Ask any older Toyota driver how to turn off the “MAINT REQD” light on their dash, and they will be able to tell you. Since the early 1990s, Toyota’s maintenance system was designed to annoy the driver to take their car in for an oil change, typically every 5,000 miles, or at least to check their owner’s manual to determine what services are due.
Toyota recommends using API-approved engine oils that meet GF-5 specifications. This covers the majority of Asian vehicles sold since 2004. GF-6A oils are backward compatible with GF-1 oils. New GF-6A oils can be used for most Asian vehicles as far back as the 1992 model year.
In 2005, Honda introduced the Maintenance Minder System for the Odyssey, and, in 2006, it was standard across the entire line. An onboard computer continuously monitors engine operating conditions such as speed, engine temperature, ambient temperature, time and vehicle use to determine when an oil change and regular maintenance is necessary.
When the on-board computer determines that the vehicle has reached 15% of remaining life, it will turn on the Maintenance Minder light. Also, each time the vehicle is started, the information center will default and automatically display the percentage of remaining life.
Other maintenance items in the display are in code, that are main-codes and sub-codes to indicate transmission, belts and other components connected to a mileage interval.
Honda specifies mostly API-approved 0W-20 or 5W-20 oils, but there is a different spec to note for the 2007-’12 Acura RDX that requires Honda/Acura HTO-06 motor oil, which was developed to ensure adequate protection for turbocharged and variable valvetrain engines.
Nissan does not have an intelligent oil life monitor. It is strictly mileage-based and the interval can be changed in the driver information center or infotainment module, on some models. Most 2005 and newer models have an “Oil and Filter” Dashboard idiot light.
Subaru’s oil change interval warning is based on mileage like Nissan and Toyota. Starting in 2012, most Subarus included an oil level sensor. The sensor turns on a light when there is typically less than two quarts of oil left in the pan.
The sensor is active during startup and under certain running conditions. Some Subaru owners mistake this light for a maintenance light.
Scheduled oil changes can keep the camshaft actuators working in optimal condition to control the exposure of the intake valves. High-quality oils with lower volatility can reduce the volume of vapors in the crankcase.
You can’t judge an oil filter just by opening it up and counting the pleats. Most reputable oil filter manufacturers have a warranty that will cover engine damage if the filter fails within the OE-recommended oil change intervals. If a filter manufacturer does not have this type of warranty, don’t take a chance on their filters.

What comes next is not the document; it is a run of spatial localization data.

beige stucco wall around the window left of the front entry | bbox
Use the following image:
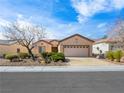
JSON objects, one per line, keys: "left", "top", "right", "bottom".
{"left": 33, "top": 41, "right": 52, "bottom": 54}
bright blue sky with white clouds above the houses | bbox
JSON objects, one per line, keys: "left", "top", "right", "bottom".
{"left": 0, "top": 0, "right": 124, "bottom": 39}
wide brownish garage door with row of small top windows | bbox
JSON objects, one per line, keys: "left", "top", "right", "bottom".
{"left": 64, "top": 45, "right": 89, "bottom": 57}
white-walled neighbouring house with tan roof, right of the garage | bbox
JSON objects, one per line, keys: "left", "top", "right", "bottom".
{"left": 92, "top": 39, "right": 115, "bottom": 54}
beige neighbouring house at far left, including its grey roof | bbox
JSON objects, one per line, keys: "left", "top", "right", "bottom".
{"left": 0, "top": 40, "right": 27, "bottom": 54}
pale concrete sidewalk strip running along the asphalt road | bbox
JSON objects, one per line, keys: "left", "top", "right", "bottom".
{"left": 0, "top": 66, "right": 124, "bottom": 72}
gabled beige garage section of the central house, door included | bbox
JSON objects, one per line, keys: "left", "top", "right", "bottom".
{"left": 59, "top": 34, "right": 94, "bottom": 57}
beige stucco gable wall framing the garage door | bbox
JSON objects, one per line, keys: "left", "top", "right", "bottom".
{"left": 58, "top": 36, "right": 93, "bottom": 56}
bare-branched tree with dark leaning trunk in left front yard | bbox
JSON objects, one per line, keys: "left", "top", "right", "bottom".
{"left": 3, "top": 21, "right": 45, "bottom": 60}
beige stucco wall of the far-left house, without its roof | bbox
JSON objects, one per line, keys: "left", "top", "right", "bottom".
{"left": 0, "top": 43, "right": 27, "bottom": 54}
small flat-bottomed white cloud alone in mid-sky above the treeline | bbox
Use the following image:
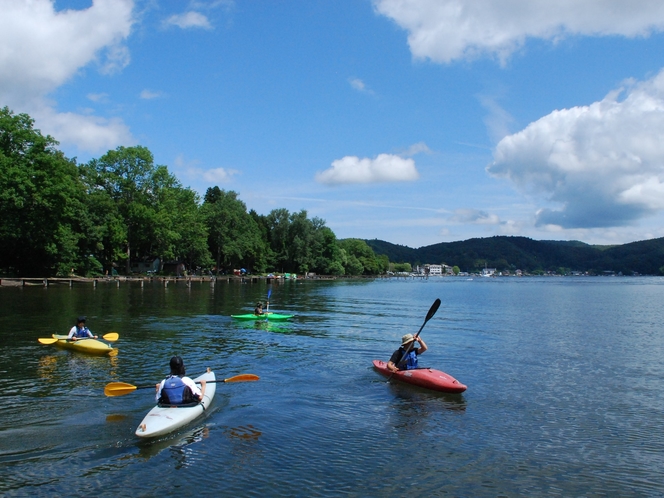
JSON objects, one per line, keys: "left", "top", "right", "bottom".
{"left": 316, "top": 154, "right": 420, "bottom": 185}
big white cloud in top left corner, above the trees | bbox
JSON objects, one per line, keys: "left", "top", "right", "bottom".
{"left": 0, "top": 0, "right": 134, "bottom": 151}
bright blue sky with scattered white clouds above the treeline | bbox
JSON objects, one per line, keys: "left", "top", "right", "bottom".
{"left": 0, "top": 0, "right": 664, "bottom": 247}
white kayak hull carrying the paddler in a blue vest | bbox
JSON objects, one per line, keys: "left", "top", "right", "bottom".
{"left": 136, "top": 368, "right": 217, "bottom": 437}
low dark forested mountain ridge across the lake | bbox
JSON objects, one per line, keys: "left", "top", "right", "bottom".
{"left": 365, "top": 236, "right": 664, "bottom": 275}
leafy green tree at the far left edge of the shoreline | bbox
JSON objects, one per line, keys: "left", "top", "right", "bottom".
{"left": 0, "top": 107, "right": 87, "bottom": 276}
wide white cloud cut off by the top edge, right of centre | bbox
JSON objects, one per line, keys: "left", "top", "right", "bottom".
{"left": 373, "top": 0, "right": 664, "bottom": 63}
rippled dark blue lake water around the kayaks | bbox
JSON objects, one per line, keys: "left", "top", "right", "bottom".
{"left": 0, "top": 277, "right": 664, "bottom": 497}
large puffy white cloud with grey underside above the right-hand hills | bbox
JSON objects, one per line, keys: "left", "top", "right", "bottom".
{"left": 487, "top": 70, "right": 664, "bottom": 228}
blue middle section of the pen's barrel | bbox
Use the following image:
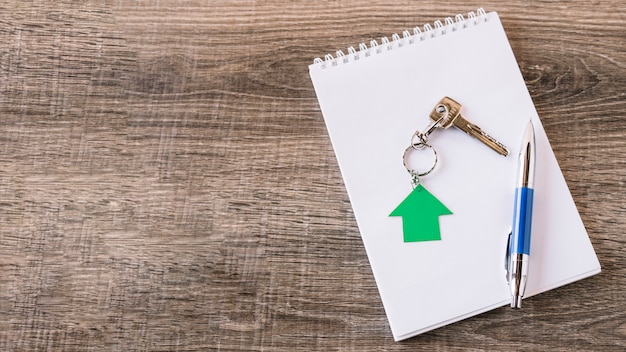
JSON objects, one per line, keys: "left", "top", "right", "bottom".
{"left": 511, "top": 187, "right": 534, "bottom": 255}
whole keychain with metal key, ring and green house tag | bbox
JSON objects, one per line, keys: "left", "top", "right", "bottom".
{"left": 389, "top": 97, "right": 509, "bottom": 242}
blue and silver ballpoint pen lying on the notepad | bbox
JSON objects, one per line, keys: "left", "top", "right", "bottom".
{"left": 507, "top": 121, "right": 535, "bottom": 308}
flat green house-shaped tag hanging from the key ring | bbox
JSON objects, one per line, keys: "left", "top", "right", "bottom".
{"left": 389, "top": 184, "right": 452, "bottom": 242}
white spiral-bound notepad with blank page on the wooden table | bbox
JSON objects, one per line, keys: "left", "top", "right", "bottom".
{"left": 309, "top": 9, "right": 600, "bottom": 340}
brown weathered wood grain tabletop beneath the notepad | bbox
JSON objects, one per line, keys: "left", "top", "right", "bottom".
{"left": 0, "top": 0, "right": 626, "bottom": 351}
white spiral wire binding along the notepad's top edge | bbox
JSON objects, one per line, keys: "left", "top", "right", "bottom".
{"left": 313, "top": 8, "right": 487, "bottom": 69}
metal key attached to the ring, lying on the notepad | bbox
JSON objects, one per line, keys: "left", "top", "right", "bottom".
{"left": 430, "top": 97, "right": 509, "bottom": 156}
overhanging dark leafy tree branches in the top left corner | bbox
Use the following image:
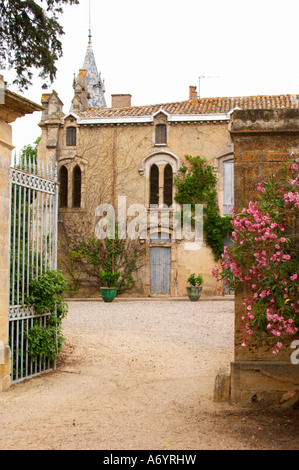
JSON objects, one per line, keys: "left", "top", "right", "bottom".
{"left": 0, "top": 0, "right": 79, "bottom": 90}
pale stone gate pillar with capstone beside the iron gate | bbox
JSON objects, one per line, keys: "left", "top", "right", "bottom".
{"left": 0, "top": 75, "right": 42, "bottom": 392}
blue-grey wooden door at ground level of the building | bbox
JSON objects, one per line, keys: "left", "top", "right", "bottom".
{"left": 150, "top": 246, "right": 171, "bottom": 294}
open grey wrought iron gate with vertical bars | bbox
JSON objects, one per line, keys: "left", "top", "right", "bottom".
{"left": 8, "top": 158, "right": 58, "bottom": 383}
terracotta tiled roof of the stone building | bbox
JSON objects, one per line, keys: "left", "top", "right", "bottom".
{"left": 80, "top": 95, "right": 299, "bottom": 119}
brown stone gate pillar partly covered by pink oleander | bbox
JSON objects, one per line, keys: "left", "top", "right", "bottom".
{"left": 230, "top": 109, "right": 299, "bottom": 402}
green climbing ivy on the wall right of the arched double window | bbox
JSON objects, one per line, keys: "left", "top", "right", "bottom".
{"left": 174, "top": 156, "right": 232, "bottom": 261}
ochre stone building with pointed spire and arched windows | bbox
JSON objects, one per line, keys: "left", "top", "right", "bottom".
{"left": 38, "top": 38, "right": 299, "bottom": 296}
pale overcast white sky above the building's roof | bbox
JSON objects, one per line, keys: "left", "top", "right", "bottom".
{"left": 2, "top": 0, "right": 299, "bottom": 154}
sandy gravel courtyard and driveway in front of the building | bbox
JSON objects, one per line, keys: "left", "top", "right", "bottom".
{"left": 0, "top": 300, "right": 296, "bottom": 450}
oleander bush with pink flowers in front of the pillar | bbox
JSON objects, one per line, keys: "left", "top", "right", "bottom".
{"left": 212, "top": 154, "right": 299, "bottom": 354}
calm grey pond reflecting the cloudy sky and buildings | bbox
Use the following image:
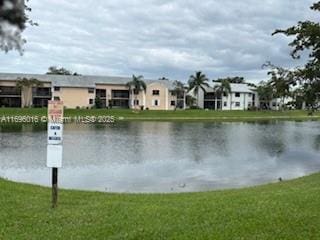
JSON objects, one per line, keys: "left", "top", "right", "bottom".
{"left": 0, "top": 121, "right": 320, "bottom": 193}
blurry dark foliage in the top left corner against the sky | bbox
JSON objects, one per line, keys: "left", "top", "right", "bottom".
{"left": 0, "top": 0, "right": 38, "bottom": 54}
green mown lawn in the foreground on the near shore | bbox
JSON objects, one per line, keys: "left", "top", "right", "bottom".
{"left": 0, "top": 174, "right": 320, "bottom": 240}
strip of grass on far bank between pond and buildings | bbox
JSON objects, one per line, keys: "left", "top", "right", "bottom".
{"left": 0, "top": 108, "right": 320, "bottom": 121}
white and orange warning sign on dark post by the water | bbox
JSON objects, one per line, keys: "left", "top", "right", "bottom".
{"left": 47, "top": 101, "right": 63, "bottom": 208}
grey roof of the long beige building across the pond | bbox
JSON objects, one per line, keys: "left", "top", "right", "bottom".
{"left": 0, "top": 73, "right": 174, "bottom": 90}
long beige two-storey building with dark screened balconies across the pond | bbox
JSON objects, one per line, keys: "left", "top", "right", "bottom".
{"left": 0, "top": 73, "right": 186, "bottom": 110}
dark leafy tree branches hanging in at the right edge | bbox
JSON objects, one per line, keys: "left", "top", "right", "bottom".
{"left": 273, "top": 1, "right": 320, "bottom": 111}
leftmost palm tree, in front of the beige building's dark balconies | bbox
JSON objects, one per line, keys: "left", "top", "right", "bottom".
{"left": 16, "top": 78, "right": 42, "bottom": 107}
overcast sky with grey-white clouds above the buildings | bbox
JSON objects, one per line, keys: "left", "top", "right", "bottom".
{"left": 0, "top": 0, "right": 317, "bottom": 82}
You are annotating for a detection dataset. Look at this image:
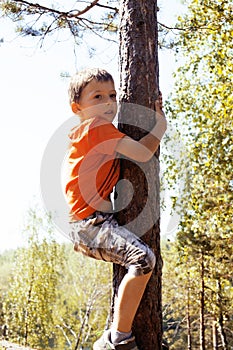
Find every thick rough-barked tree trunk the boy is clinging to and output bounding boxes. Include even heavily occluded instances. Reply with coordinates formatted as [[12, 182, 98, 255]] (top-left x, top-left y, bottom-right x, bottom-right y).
[[113, 0, 162, 350]]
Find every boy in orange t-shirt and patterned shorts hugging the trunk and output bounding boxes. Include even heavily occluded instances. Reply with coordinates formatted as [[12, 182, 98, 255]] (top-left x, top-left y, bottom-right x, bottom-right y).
[[66, 69, 166, 350]]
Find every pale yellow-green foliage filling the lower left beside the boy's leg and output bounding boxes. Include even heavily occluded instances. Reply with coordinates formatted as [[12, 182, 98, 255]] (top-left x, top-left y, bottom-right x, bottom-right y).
[[0, 210, 112, 349]]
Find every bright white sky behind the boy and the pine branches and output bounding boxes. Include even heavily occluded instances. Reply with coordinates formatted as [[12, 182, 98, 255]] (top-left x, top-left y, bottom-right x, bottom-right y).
[[0, 0, 186, 253]]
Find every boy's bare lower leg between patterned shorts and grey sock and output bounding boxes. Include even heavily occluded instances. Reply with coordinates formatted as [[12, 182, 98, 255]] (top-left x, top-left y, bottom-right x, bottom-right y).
[[113, 272, 152, 333]]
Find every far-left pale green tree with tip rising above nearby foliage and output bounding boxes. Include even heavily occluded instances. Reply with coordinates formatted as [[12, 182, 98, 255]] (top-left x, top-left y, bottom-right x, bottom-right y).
[[4, 209, 63, 348]]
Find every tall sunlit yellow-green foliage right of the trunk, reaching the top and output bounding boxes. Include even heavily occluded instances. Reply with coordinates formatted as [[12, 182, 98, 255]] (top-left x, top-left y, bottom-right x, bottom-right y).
[[162, 0, 233, 349]]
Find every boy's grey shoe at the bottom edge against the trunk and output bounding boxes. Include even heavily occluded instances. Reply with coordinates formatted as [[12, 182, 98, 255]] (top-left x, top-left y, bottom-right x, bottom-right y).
[[93, 329, 139, 350]]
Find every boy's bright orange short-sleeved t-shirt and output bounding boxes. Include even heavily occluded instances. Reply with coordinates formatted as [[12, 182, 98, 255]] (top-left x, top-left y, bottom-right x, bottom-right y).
[[66, 117, 125, 220]]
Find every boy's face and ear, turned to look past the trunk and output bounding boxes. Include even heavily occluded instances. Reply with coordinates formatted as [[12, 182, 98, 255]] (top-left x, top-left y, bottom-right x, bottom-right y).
[[71, 79, 117, 122]]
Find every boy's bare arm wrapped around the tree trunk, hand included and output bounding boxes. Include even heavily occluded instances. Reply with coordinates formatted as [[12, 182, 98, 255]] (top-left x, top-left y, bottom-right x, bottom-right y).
[[116, 100, 167, 162]]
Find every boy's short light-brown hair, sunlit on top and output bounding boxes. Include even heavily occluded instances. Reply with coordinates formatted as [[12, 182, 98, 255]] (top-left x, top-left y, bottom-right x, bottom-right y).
[[68, 68, 114, 103]]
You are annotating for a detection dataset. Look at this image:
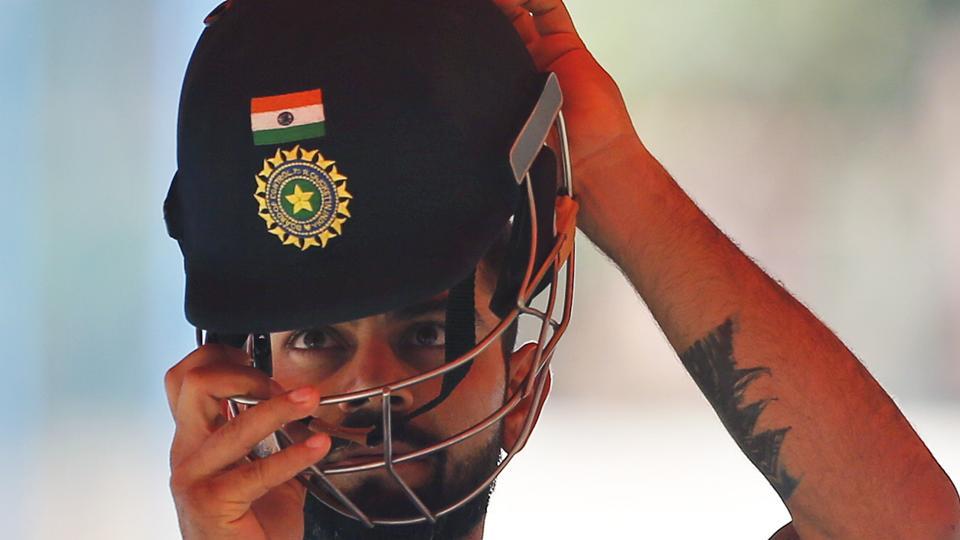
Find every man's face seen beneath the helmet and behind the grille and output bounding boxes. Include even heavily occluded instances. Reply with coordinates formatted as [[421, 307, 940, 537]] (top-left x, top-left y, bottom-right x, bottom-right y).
[[271, 268, 529, 519]]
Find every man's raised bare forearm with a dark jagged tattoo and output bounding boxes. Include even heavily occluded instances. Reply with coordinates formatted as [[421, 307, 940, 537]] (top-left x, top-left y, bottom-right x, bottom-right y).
[[579, 137, 960, 538]]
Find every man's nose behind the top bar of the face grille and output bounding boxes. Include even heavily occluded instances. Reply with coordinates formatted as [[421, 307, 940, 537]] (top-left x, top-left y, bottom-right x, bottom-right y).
[[338, 344, 416, 414]]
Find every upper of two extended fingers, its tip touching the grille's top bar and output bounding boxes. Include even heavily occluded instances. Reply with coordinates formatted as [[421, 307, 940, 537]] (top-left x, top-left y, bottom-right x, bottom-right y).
[[183, 387, 320, 476]]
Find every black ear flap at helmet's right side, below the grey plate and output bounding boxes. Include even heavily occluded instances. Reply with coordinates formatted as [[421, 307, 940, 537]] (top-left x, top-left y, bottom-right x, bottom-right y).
[[490, 145, 559, 319]]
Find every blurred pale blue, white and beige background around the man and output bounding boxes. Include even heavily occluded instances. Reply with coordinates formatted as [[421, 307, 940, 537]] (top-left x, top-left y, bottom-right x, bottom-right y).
[[0, 0, 960, 539]]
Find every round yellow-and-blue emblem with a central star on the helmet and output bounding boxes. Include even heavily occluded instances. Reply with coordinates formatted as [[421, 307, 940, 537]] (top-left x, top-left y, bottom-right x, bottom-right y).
[[254, 145, 353, 251]]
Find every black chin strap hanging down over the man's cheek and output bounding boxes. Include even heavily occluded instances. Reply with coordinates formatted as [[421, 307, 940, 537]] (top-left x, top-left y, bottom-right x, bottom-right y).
[[406, 271, 477, 420]]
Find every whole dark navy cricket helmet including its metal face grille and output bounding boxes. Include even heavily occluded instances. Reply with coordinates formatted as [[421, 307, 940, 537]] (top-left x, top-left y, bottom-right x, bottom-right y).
[[164, 0, 576, 526]]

With oil life indicators pushing oil changes past 6,000 miles, the filter is under more stress. During a longer interval, the oil can become more damaging to the filter media and the glue that holds the media to the end caps. On spin-on oil filters, the old oil can damage the bypass and anti-drain back valves.
High-quality oil filters are designed with greater capacity and higher efficiency, so they can handle more contaminants over an extended interval without having to go into bypass mode. Some filter manufacturers have specific lines of filters designed to last longer than 10,000 miles.
Over time, the filter can collect enough contaminants to become restricted. The engine can sense that the filter is blocked by the pressure differential between the oil going into the filter and the oil going out. If the difference in pressure is great enough, the engine will bypass the filter media to keep the oil pressure in an operational range that will prevent damage.
When a system is in bypass, contaminants are not being filtered out of the oil. This is fine if the oil is cold during startup. Over a longer period, however, wear can be rapidly accelerated.